More so, its primary style combines West African styles such as Yoruba music, high life, funk, jazz, and soul. Influenced by American music, with chanting vocals, complex rhythms, and percussion by Afrobeat. Afrobeat- A New Direction for the Music Industry.
Nigerian multi-instrumentalist and bandleader Fela Kuti is responsible for popularizing the style inside and outside Nigeria in the 1960s.
In addition, there is another sound, Afrobeats. Which originates in West Africa in the 21st Century and is a mix of hip hop, house, ndombolo, R&B, and soca. However, they are different genres, despite their frequent confusion.
- Nigerian musician Fela Aníkúlápó-Kuti, who began his career playing in an array of African highlife and jazz bands, toured America and the United Kingdom. They absorbed soul, jazz, soca, and rhythm and blues sounds.
- Furthermore, he unleashed this formidable creation in his band, Nigeria 70 (later Africa 70). Debuting his unique new musical style in the early 1970s.
- Kuti’s closest follower was drummer Tony Allen. Who expanded on the Afrobeat sound with elements of hip-hop, dub, and electronica to create Afrofunk, a new subgenre.
- Through collaborations with Air, Zap Mama, and Damon Albarn of Blur, Allen gained a wider audience than his former bandleader.

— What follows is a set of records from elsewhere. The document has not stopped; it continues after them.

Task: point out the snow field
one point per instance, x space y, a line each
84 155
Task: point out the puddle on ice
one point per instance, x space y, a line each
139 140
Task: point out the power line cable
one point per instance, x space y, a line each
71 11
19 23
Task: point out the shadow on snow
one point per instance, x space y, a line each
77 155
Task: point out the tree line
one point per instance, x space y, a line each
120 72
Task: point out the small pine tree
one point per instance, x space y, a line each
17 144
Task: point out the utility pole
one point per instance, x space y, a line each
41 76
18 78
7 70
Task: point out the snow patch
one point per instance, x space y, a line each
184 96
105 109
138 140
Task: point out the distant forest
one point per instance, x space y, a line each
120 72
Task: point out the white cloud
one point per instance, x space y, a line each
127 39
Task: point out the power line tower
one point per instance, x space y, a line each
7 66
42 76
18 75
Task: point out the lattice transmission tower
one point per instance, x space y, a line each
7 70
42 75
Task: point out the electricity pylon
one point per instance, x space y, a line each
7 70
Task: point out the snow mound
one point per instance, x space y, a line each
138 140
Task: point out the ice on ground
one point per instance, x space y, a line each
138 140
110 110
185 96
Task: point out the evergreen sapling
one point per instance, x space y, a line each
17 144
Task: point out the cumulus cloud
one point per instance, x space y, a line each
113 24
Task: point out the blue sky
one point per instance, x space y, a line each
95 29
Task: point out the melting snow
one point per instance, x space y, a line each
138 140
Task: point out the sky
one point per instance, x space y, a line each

- Afrobeat’s foundation was laid by Fela Kuti and Allen, but jazz musicians like Roy Ayers also recorded Afrobeat-inspired music in the 1970s. Ayers toured Nigeria with the elder Kuti in the late ’70s.
- Moreover, contemporary artists like Antibalas and Zongo Junction—both hailing from Brooklyn, New York— have carved careers out of the Afrobeat sound.
- In addition, mainstream rock and soul bands, like TV on the Radio and the Budos Band, have also recorded songs with an Afrobeat flavor.